Pomimo tego, że Czerkiesi są muzułmanami sunnitami, od razu nawiązali dobre stosunki z żydowską ludnością Palestyny. Kiedy w latach trzydziestych XX wieku miała miejsce emigracja do Palestyny na dużą skalę, Czerkiesi z radością ją przyjęli, pomagali Żydom pod każdym względem i od samego początku stanęli po ich stronie w konfliktach arabsko-izraelskich. Pod koniec lat 1930. z Czerkiesów z Kfar-Kama i Rihanii utworzono osobny szwadron kawalerii, który wykonywał zadania izraelskiego dowództwa i uczestniczył w wojnie o niepodległość.
Być może Czerkiesów kierowała elementarna sympatia do Żydów jako ludzi, którzy wrócili na swoje ziemie i rozpoczęli walkę o stworzenie własnego państwa przeciwko przeważającym siłom Arabów. W każdym razie od końca lat 1940. izraelscy Czerkiesi nigdy nie zdradzili swojego państwa. Obecnie wielu Czerkiesów służy w Izraelskich Siłach Obronnych, w oddziałach granicznych i policji, dochodząc do stopni oficerskich aż do pułkownika.
Podobnie jak Druzowie, Czerkiesi są generalnie powoływani do Sił Obronnych Izraela. Ale wezwanie, w przeciwieństwie do Żydów, dotyczy tylko młodych mężczyzn. Niemniej jednak często kobiety czerkieskie dobrowolnie podejmują służbę wojskową.
Tak więc jednym z najsłynniejszych izraelskich oficerów wywiadu była Amina al-Mufti. Urodziła się w 1935 roku na terenie współczesnej Jordanii, w zamożnej rodzinie czerkieskiej, otrzymała wykształcenie medyczne. A potem była długa służba w Mossadzie, praca w Libanie, porażka i pięć lat więzienia. Dopiero w 1980 roku rządowi izraelskiemu udało się wydostać al-Muftiego z lochów. Po rehabilitacji w szpitalach kobieta wróciła do swojego głównego zajęcia – została lekarzem.
Chrześcijanie w armii izraelskiej
Około jedna piąta nieżydowskich żołnierzy IDF to izraelscy chrześcijanie: Arabowie, Grecy, Ormianie. Kiedyś Izrael udzielił poważnej pomocy maronickim chrześcijanom z południowego Libanu, a po nasileniu się bojowników terrorystycznych na Bliskim Wschodzie chrześcijanie postrzegają Izrael jako swojego naturalnego sojusznika.

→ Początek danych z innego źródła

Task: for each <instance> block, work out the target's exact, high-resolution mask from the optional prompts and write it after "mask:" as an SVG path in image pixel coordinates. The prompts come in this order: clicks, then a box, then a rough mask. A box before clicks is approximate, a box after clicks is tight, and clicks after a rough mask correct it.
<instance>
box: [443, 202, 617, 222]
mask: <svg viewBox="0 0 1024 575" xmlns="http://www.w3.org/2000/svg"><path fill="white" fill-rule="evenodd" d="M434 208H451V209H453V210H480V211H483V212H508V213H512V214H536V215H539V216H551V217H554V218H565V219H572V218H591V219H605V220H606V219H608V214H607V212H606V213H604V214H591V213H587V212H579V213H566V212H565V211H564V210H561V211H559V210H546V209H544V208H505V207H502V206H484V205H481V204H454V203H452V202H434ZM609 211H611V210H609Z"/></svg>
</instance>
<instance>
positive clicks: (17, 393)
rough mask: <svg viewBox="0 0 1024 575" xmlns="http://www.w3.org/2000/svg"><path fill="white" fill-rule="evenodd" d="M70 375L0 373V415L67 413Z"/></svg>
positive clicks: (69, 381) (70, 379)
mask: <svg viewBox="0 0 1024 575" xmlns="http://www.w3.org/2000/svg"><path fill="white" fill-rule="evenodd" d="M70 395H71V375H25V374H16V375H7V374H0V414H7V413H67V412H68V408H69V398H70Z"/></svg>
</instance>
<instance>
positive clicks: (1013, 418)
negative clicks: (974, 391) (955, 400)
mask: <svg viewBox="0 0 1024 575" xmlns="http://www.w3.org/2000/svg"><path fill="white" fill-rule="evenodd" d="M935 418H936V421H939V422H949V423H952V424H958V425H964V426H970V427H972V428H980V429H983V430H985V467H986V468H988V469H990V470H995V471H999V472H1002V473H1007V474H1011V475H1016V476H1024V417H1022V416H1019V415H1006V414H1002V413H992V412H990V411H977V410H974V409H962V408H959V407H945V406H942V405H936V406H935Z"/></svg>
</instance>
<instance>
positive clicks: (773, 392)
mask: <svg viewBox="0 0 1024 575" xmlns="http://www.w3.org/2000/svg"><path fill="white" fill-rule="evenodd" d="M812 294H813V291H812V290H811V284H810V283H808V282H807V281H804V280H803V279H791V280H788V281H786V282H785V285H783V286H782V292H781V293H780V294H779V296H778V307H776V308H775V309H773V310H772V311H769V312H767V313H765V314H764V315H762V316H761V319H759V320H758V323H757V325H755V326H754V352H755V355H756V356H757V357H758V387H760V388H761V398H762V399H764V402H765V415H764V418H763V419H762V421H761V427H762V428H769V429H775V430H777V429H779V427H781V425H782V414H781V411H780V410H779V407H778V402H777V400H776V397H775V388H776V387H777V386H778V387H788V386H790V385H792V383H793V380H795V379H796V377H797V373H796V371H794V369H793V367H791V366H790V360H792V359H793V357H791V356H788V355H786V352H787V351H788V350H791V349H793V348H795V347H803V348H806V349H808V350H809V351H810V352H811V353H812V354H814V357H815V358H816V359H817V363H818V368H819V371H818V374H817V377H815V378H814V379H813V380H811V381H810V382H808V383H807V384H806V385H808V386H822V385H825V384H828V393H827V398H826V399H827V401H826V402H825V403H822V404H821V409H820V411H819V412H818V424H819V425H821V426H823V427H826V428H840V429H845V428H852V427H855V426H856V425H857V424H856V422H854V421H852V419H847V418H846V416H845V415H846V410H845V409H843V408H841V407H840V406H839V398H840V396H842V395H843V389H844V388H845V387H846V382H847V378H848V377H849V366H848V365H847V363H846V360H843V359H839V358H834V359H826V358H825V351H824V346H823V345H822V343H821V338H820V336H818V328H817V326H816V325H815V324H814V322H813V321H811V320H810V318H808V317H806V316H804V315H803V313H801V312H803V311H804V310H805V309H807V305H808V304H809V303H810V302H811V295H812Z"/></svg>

Większość chrześcijańskich żołnierzy Sił Obronnych Izraela to arabscy chrześcijanie. Służą w różnych częściach, w tym w walce. W 2012 roku ksiądz Greckiego Kościoła Prawosławnego w Nazarecie, Gabriel Nadaf, stworzył publiczną organizację, która agituje chrześcijańską młodzież Izraela do służby w IDF.
Należy zauważyć, że nie jest to łatwe zadanie, ponieważ wielu chrześcijańskich Arabów sympatyzowało kiedyś z ruchem palestyńskim. Na przykład przywódca Ludowego Frontu Wyzwolenia Palestyny, Georges Hubbash, był chrześcijaninem. Dlatego z zaangażowaniem chrześcijan w szeregach armii izraelskiej sprawy potoczyły się jeszcze trudniej niż z udziałem muzułmanów: Druzów, Czerkiesów czy Beduinów.